Satisfied, Pitt turned his attention to himself. All the joints swiveled properly, the muscles functioned, nothing seemed distorted. Yet he didn't escape unscathed. A purplish lump was rising on his forehead, and he noticed a strange stiffening sensation in his neck. Pitt canceled out the discomfort with the consolation that no one appeared to be bleeding. One hairline brush with death was enough for one day, he mused. The last thing they needed now was a shark attack.

Pitt focused on the next problem, getting out of the control car. The door was jammed, small wonder after the beating it had taken. He sat on his buttocks, grasped both hands on the bent frame, and lashed out with his feet. Lashed out was an exaggeration. The water pressure impeded the thrust of his legs. He felt as though he was trying to kick out the bottom of a huge jar of glue. On the sixth attempt, when the balls and heels of his feet could take no more, the metal seal gave and the door swung outward in slow motion.

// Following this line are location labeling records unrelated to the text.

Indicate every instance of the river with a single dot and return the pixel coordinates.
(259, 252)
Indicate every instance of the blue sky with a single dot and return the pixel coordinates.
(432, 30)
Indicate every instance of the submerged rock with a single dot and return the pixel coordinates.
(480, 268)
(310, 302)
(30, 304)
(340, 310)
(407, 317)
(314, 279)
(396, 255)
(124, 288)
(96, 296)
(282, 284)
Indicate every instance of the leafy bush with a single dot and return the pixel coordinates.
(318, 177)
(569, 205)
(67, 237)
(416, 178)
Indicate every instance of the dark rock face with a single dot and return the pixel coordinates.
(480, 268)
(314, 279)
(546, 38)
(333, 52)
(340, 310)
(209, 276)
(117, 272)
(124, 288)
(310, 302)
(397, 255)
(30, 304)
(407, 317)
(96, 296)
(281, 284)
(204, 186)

Giordino emerged first, his head swathed by a surge of bubbles from his breathing regulator. He reached back inside, dug his feet into the sand, braced himself for the chest pain that was sure to come, and gave a mighty heave. With Pitt and Gunn shoving from the inside, a large, unwieldy bundle slowly squeezed through the door and dropped to the sand. Then eight steel tanks containing 104 cubic feet of air were passed out to the waiting hands of Giordino.

Inside the mangled control car Jessie fought to equalize her ears with the water pressure. The blood roared and a stabbing pain burst in her head, blanking out the trauma of the crash. She pinched her nose and snorted furiously. On the fifth try her ears finally popped, and the relief was so marvelous that tears came to her eyes. She clamped her teeth on the regulator's mouthpiece and sucked in a lungful of air. How beautiful it would be to wake up in her own bed, she thought. Something touched her hand. It was another hand, firm and rough-skinned. She looked up to see Pitt's eyes staring at her through his mask, they seemed crinkled in a smile. He nodded for her to follow him.